Soutenance de thèse de Julie MULLER lundi 22 juin 2026 à 14h
La soutenance de thèse de Julie MULLER (équipe TrEE) aura lieu lundi 22 juin 2026 à 14h, elle portera sur le thème :
« Surveillance de la résistance environnementale aux azolés chez Aspergillus spp. et de la résistance aux fongicides chez les phytopathogènes fongiques à l'aide d'une méthode automatisée innovante »
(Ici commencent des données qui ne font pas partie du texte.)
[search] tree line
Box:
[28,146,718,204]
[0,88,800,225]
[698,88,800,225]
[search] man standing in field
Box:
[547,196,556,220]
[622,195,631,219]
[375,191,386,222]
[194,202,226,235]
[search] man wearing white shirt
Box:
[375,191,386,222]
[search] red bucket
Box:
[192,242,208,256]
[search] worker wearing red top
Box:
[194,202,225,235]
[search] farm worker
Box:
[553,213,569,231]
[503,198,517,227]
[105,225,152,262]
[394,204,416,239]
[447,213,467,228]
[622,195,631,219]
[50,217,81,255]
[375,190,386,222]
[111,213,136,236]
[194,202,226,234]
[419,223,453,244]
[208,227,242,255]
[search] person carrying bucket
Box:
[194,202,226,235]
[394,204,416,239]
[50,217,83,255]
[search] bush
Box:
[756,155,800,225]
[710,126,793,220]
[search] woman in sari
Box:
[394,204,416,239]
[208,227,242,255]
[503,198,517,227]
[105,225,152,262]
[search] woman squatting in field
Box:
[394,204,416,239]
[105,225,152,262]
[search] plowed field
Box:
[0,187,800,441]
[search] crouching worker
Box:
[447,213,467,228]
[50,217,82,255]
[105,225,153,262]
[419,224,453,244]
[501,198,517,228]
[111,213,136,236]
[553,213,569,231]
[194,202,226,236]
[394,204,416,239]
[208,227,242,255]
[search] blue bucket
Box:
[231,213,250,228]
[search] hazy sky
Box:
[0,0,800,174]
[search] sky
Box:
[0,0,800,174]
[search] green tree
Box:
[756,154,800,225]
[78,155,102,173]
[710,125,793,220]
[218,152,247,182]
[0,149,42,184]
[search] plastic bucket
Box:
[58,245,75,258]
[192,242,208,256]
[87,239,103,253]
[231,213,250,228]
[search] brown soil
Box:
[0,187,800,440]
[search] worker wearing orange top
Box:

Lieu : Salle des thèses du bâtiment Boucherle, Domaine de la merci 38700 LA TRONCHE
Composition du jury :
- CORNET Muriel, Professeure des Universités - Praticienne Hospitalière (Université Grenoble Alpes), Directrice de thèse
- ALDEBERT Delphine, Professeure des Universités (Université Grenoble Alpes), Co-directrice de thèse
- BELLANGER-CLERGET Anne-Pauline, Maitresse de Conférences - Praticienne Hospitalière (Université Marie et Louis Pasteur), Rapportrice
- BRUEL Christophe, Professeur des Universités (Université Claude Bernard Lyon 1), Rapporteur
- SAINT-POL Agnès, Scientist (SupBiotech), Examinatrice
- LE PAPE Patrice, Professeur des universités (Nantes université), Examinateur
Résumé en français :
Dans les secteurs de l'agriculture, de l'horticulture et de la viticulture, les champignons phytopathogènes ont un impact significatif sur les rendements. Afin de minimiser les dégâts causés par les maladies fongiques des plantes, le recours aux fongicides ne cesse de croître. Cependant, les agents phytopathogènes ont développé des résistances aux principales classes de fongicides (Fisher et al., 2018 ; Hawkins, 2024 ; Islam et al., 2024 ; Yin et al., 2023). Ces résistances menacent non seulement la sécurité alimentaire, mais aussi la santé humaine, notamment parce que certains genres de champignons peuvent infecter l'homme de manière opportuniste et développer une résistance aux antifongiques dans l'environnement par le biais d'une résistance croisée entre les fongicides agricoles et les antifongiques à usage humain (ATF) (Fraaije et al., 2020 ; Jeanvoine et al., 2017 ; Rivelli Zea & Toyotome, 2022 ; Rocchi et al., 2014 ; Snelders et al., 2012). Notamment Aspergillus fumigatus, largement présent dans l’environnement et agent causal de l’aspergillose pulmonaire, est la troisième cause d’infection fongique invasive en France (Bretagne et al., 2022). Les molécules d'ATF azolés sont chimiquement très similaires dans les applications cliniques et agricoles ; par conséquent, l'utilisation massive de fongicides dans l'environnement est l'une des voies par lesquelles A. fumigatus acquiert une résistance (Fraaije et al., 2020 ; Jeanvoine et al., 2017 ; Rivelli Zea & Toyotome, 2022 ; Rocchi et al., 2014 ; Snelders et al., 2012).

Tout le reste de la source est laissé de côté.